Viewers see Edit and Create buttons disabled or hidden, and their changes are rejected by the server even if they somehow bypass the UI.
Editor
Can do everything a Viewer can, plus create, edit, and delete the core data: accounts, transactions, categories, rules, reminders. This is the role most household members should have.
Editors cannot:
- Invite new members.
- Remove existing members or change their roles.
- Rename the household.
- Delete the household.
Anything that affects the membership or identity of the household itself is Owner-only.
Owner
Full control. Owners can do everything an Editor can, plus:
- Invite, remove, and re-role members.
- Rename the household.
- Revoke and resend pending invitations.
- Access the Settings page (only Owners see it in the profile panel).

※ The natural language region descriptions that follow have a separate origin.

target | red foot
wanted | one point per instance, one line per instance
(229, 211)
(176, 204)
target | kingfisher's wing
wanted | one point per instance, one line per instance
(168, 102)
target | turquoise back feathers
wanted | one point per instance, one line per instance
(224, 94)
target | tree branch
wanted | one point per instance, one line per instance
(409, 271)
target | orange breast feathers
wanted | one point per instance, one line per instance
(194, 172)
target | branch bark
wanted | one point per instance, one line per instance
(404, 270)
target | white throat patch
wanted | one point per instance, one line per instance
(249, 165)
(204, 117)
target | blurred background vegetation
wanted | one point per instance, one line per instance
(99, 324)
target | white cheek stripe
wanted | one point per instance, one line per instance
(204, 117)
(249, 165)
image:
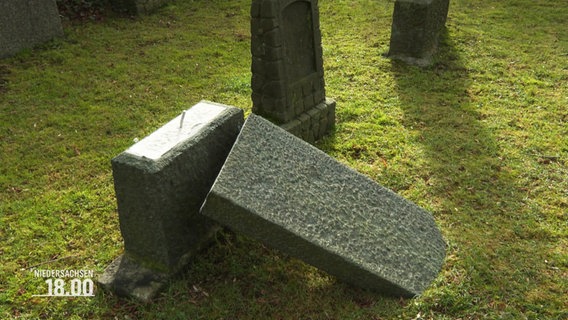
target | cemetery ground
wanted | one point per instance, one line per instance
(480, 139)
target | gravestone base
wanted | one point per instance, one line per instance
(416, 28)
(314, 124)
(160, 184)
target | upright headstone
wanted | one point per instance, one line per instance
(416, 29)
(160, 184)
(287, 67)
(136, 7)
(27, 23)
(288, 194)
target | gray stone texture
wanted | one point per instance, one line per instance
(159, 197)
(287, 66)
(286, 193)
(27, 23)
(137, 7)
(416, 28)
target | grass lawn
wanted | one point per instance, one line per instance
(480, 139)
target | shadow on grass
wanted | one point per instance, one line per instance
(475, 197)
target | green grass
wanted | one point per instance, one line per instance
(480, 139)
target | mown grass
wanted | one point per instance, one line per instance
(480, 139)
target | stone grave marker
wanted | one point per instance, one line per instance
(287, 67)
(25, 24)
(416, 29)
(286, 193)
(160, 184)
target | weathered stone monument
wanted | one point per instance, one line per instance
(137, 6)
(27, 23)
(416, 29)
(286, 193)
(287, 67)
(160, 184)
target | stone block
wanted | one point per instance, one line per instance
(160, 184)
(27, 23)
(137, 7)
(416, 29)
(282, 191)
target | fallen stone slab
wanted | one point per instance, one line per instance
(160, 184)
(289, 195)
(25, 24)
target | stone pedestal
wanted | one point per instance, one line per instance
(287, 67)
(160, 184)
(416, 29)
(27, 23)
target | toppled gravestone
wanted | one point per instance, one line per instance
(287, 67)
(282, 191)
(416, 29)
(160, 184)
(27, 23)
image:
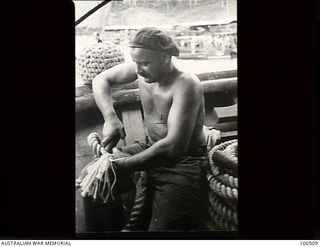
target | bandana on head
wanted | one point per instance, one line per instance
(154, 39)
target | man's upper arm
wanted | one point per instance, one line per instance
(119, 74)
(184, 112)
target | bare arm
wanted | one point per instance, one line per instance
(112, 129)
(181, 122)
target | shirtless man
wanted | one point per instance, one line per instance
(173, 107)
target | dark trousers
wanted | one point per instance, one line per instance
(177, 190)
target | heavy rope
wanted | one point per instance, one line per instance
(220, 147)
(220, 222)
(222, 209)
(223, 184)
(228, 180)
(221, 189)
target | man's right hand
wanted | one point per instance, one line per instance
(112, 131)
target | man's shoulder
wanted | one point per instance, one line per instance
(186, 79)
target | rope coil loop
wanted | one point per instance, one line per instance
(223, 185)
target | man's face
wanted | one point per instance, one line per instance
(150, 64)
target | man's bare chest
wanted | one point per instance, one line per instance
(156, 102)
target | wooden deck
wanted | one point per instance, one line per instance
(220, 91)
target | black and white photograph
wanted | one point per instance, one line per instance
(156, 116)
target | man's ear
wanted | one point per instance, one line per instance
(165, 57)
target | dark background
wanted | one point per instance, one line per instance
(278, 61)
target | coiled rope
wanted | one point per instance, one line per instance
(223, 193)
(222, 209)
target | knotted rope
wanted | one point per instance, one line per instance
(97, 180)
(99, 151)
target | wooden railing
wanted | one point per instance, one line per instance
(220, 92)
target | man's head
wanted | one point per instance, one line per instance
(151, 51)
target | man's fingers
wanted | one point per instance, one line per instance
(122, 133)
(112, 144)
(105, 141)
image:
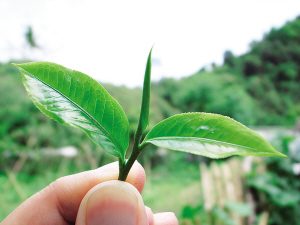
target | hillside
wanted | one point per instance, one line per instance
(260, 87)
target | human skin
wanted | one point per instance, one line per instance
(91, 197)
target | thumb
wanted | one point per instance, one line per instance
(112, 202)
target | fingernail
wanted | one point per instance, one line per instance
(112, 205)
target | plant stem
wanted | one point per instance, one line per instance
(136, 150)
(126, 168)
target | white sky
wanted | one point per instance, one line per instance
(110, 40)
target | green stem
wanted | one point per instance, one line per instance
(125, 170)
(136, 150)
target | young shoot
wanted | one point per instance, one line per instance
(73, 98)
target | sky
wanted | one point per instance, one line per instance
(110, 40)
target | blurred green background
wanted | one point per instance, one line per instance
(259, 88)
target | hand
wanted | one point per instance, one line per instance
(91, 197)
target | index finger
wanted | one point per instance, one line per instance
(59, 202)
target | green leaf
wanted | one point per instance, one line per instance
(211, 135)
(75, 99)
(144, 116)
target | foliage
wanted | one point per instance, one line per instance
(260, 87)
(77, 100)
(276, 189)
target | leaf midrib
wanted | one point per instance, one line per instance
(172, 138)
(80, 108)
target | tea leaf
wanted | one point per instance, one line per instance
(144, 117)
(211, 135)
(75, 99)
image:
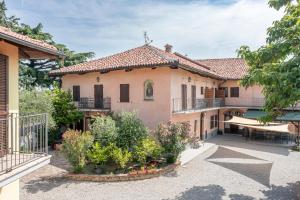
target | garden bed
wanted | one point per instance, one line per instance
(132, 176)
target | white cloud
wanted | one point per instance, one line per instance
(198, 28)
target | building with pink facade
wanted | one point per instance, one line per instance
(163, 86)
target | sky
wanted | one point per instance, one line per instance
(198, 29)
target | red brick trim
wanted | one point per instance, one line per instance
(122, 177)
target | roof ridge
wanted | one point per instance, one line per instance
(105, 57)
(230, 58)
(7, 31)
(191, 60)
(156, 51)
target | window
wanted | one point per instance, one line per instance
(193, 96)
(76, 93)
(216, 92)
(212, 122)
(216, 120)
(234, 92)
(148, 90)
(226, 91)
(124, 92)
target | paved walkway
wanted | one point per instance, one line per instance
(232, 169)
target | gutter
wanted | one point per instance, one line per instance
(31, 45)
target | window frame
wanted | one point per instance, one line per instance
(123, 98)
(76, 93)
(235, 93)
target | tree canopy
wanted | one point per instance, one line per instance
(276, 65)
(34, 73)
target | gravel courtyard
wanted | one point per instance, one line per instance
(232, 169)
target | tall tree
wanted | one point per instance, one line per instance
(34, 73)
(276, 65)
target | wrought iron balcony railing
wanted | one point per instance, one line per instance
(91, 103)
(22, 140)
(190, 104)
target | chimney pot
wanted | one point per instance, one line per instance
(168, 48)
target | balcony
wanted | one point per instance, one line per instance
(87, 103)
(190, 105)
(245, 102)
(23, 144)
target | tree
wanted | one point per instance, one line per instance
(276, 65)
(34, 73)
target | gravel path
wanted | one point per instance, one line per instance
(233, 169)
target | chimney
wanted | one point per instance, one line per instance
(168, 48)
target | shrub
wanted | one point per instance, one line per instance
(97, 155)
(104, 129)
(131, 130)
(37, 101)
(119, 157)
(147, 149)
(75, 147)
(172, 137)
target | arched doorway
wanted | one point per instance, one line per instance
(232, 128)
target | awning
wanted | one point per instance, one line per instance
(289, 116)
(254, 124)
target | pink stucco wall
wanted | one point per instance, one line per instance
(251, 96)
(193, 118)
(151, 112)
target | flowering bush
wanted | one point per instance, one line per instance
(75, 147)
(172, 137)
(104, 129)
(147, 149)
(97, 155)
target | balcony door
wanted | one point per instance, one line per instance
(3, 103)
(184, 96)
(98, 96)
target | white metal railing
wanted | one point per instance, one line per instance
(22, 139)
(190, 104)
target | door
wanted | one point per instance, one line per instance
(193, 88)
(201, 125)
(184, 97)
(3, 103)
(98, 96)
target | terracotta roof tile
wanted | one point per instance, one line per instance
(230, 68)
(139, 57)
(38, 43)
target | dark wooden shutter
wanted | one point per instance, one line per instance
(212, 123)
(3, 103)
(98, 96)
(184, 96)
(193, 88)
(76, 93)
(124, 92)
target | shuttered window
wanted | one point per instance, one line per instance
(76, 93)
(193, 95)
(124, 92)
(234, 92)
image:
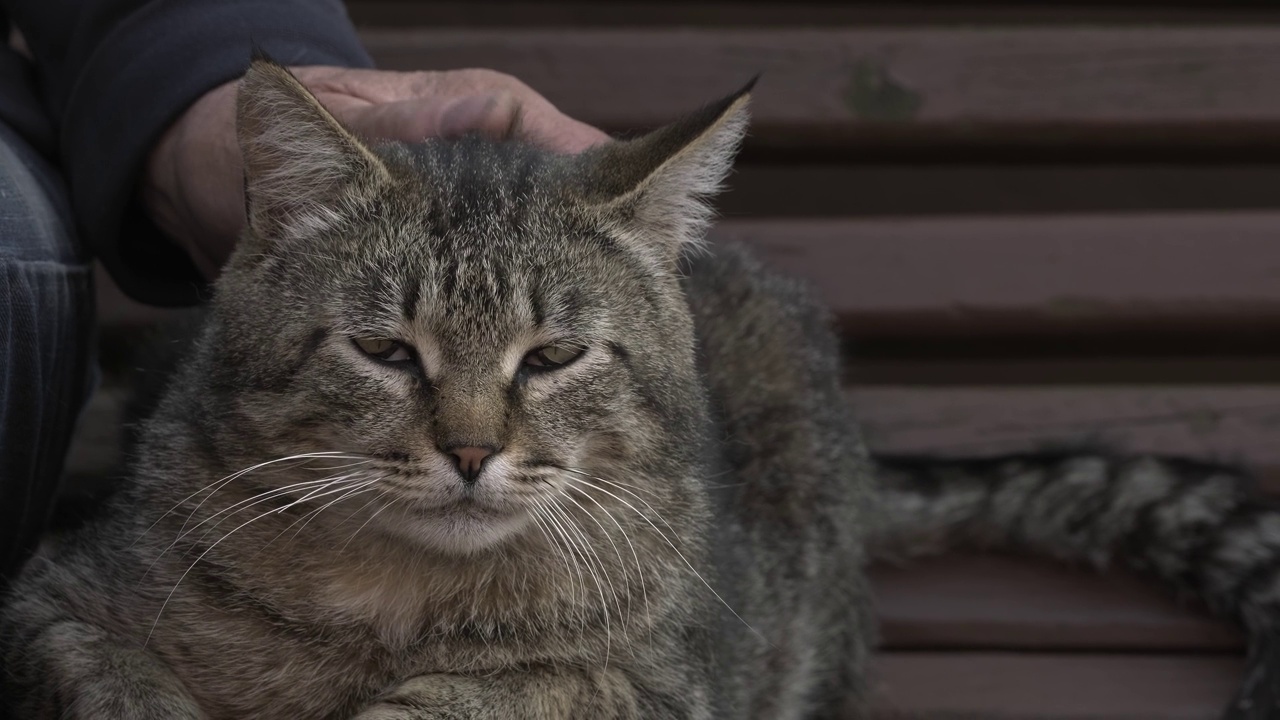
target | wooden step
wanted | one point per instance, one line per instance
(1119, 87)
(1018, 604)
(1033, 276)
(1229, 423)
(992, 686)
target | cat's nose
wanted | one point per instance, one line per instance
(471, 460)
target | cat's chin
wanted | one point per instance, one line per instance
(458, 529)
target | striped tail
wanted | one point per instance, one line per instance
(1201, 528)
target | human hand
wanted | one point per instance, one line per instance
(192, 182)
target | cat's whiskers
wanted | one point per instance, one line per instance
(351, 490)
(316, 493)
(246, 504)
(635, 556)
(272, 468)
(382, 495)
(663, 536)
(626, 577)
(312, 487)
(604, 605)
(571, 557)
(302, 458)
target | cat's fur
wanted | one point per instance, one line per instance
(698, 458)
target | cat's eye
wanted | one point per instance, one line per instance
(383, 349)
(556, 355)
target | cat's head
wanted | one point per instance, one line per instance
(487, 323)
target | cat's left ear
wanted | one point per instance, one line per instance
(301, 165)
(654, 188)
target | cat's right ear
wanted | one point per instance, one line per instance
(301, 164)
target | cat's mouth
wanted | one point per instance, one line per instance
(467, 509)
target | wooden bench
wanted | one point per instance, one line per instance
(1036, 226)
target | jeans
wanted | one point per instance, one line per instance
(46, 335)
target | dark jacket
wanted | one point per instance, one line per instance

Every household must have at least one Owner at all times. LedgerBear won't let you remove the last Owner or demote the last Owner to a lower role — the system would have no one with authority to manage membership.
Changing a member's role
An Owner can change any other member's role (including promoting an Editor to Owner). See Changing a member's role or removing them.
Owners can also demote themselves to Editor or Viewer, but only if at least one other Owner exists. This is useful when two people share a household and want to trade off who manages membership.
Why not more granular permissions?
LedgerBear intentionally keeps the role model simple. Most households have between one and three people, and a three-role model (look, edit, manage) covers the common cases without making permissions a chore. If you need a finer split — e.g., "can edit transactions but not reminders" — the cleanest workaround is to use separate households for separate scopes of work.